Leaving Chenies, and regaining the highway to Amersham, we wheel along until, passing under the Metropolitan Railway at Chalfont Road Station, we take the second turning to the left, leading to Chalfont St. Giles. These three miles form the most exquisite part of the whole tour, from the purely rustic point of view; for they lead down through sweet-scented woodlands where the perfume of the pines and the heavy scent of the bracken (strongly resembling that of ripe strawberries) mingle with the refreshing odour of the soil itself. Nothing breaks the stillness in the daytime save the hoarse “crock-crock” of the pheasants, and, when night comes, the feathered choir from the well-named neighbouring Nightingale Woods tunes up.

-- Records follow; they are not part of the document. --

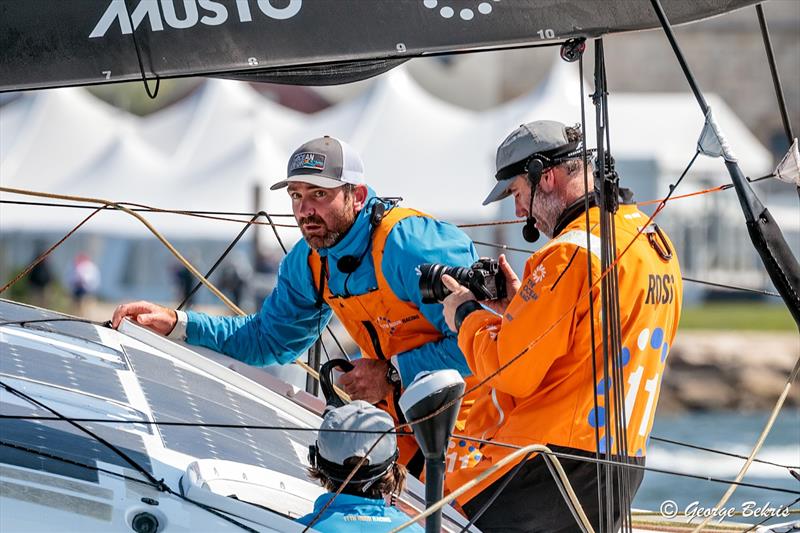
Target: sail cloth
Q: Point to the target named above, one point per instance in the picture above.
(52, 44)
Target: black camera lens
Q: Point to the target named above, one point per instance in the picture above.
(431, 286)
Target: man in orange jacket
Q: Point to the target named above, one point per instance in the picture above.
(553, 391)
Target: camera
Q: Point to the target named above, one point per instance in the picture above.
(484, 279)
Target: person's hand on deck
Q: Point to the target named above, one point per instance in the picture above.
(153, 316)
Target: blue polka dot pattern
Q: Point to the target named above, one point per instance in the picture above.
(600, 418)
(655, 340)
(604, 441)
(626, 356)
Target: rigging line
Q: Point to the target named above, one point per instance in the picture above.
(141, 219)
(506, 480)
(41, 453)
(609, 361)
(590, 278)
(153, 94)
(141, 208)
(73, 462)
(159, 484)
(631, 466)
(765, 235)
(218, 261)
(732, 287)
(776, 81)
(573, 499)
(354, 431)
(22, 323)
(144, 422)
(47, 252)
(757, 447)
(719, 452)
(233, 307)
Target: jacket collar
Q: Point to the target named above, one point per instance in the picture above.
(353, 242)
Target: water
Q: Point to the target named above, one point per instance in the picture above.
(731, 432)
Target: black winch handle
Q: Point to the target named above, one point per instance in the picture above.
(331, 398)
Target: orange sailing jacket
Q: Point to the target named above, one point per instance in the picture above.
(382, 324)
(547, 395)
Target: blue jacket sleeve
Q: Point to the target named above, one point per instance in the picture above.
(411, 242)
(287, 324)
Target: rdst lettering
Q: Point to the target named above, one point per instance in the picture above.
(660, 289)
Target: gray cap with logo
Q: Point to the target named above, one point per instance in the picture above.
(325, 162)
(340, 445)
(546, 137)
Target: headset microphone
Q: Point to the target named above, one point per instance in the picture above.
(535, 166)
(529, 231)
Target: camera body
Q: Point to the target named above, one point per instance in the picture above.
(484, 279)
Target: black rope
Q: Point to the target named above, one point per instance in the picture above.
(718, 452)
(507, 479)
(634, 466)
(153, 94)
(732, 287)
(590, 278)
(199, 213)
(773, 69)
(200, 424)
(208, 508)
(105, 323)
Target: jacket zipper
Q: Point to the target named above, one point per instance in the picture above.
(373, 336)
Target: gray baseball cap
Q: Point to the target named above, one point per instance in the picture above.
(338, 446)
(325, 162)
(546, 137)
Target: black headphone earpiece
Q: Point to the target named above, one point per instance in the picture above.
(535, 168)
(347, 264)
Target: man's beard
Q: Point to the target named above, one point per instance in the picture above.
(548, 207)
(330, 235)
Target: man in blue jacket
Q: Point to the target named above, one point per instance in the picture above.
(362, 504)
(358, 258)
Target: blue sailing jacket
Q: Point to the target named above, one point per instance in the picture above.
(350, 514)
(289, 321)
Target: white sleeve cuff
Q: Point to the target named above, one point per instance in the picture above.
(179, 331)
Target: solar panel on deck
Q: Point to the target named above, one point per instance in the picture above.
(181, 395)
(73, 373)
(61, 439)
(14, 312)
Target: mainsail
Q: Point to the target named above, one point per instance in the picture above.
(53, 44)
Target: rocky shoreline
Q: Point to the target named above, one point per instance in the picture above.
(733, 370)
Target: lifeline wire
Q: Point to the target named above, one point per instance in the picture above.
(300, 429)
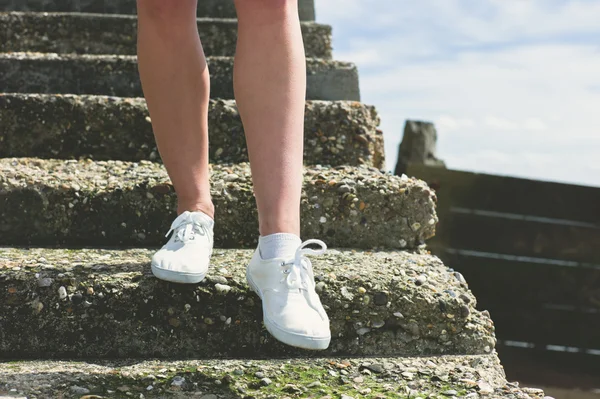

MILTON’S COTTAGE, CHALFONT ST. GILES.
Chalfont St. Giles lies down in the valley of the Misbourne, across the high road which runs left and right, and past the Pheasant Inn. It is a place made famous by Milton’s residence here, when he fled London and the Great Plague. The cottage—the “pretty cot,” as he aptly calls it, taken for him by Thomas Ellwood, the Quaker—is still standing, and is the last house on the left-hand side of the long village street. The poet could only have known it to be a “pretty cot” by repute, for he was blind.
Americans, perhaps more than Englishmen, make this a place of pilgrimage; and serious offers were made, not so long since, to purchase the little gabled brick and half-timbered dwelling, and to transport it to the United States. Happily, all fears of such a fate are now at an end; for the parish has purchased the freehold, and has made the cottage a museum, where the literary pilgrim can see the veritable low-browed room where Paradise Lost was written and Paradise Regained suggested, together with the actual writing-table the poet worked at. An interesting collection of early and later editions is to be seen, with Milton portraits, and cannon-balls found in the neighbourhood. No one will grudge the modest sixpence charged for admission by the parish authorities to all who are not parishioners.
The parish church still remains interesting, although three successive restoring architects have been let loose upon it; and there are some really exquisite modern stained-glass windows, as well as some very detestable ones. Their close companionship renders the good an excellent service, but has a very sorry effect on the bad. Notice the very beautiful carved-oak communion rails, which came from one of the side chapels of St. Paul’s Cathedral, given by Francis Hare, Bishop of Chichester and Dean of St. Paul’s. This spoiler of the metropolitan Cathedral is buried here, and a tablet records his dignities. Among other posts, he held that of Chaplain to the great Duke of Marlborough, whose courier, Timothy Lovett, by the way, who died in 1728, aged seventy years, lies in the churchyard, beneath the curious epitaph—
“Italy and Spain
Germany and France
have been on Earth
my weary Dance.
So that I own
Ye Graves my greatest Friend
That to my Travels
all has put an end.”
Timothy, it is evident, was not of the touring kind by choice.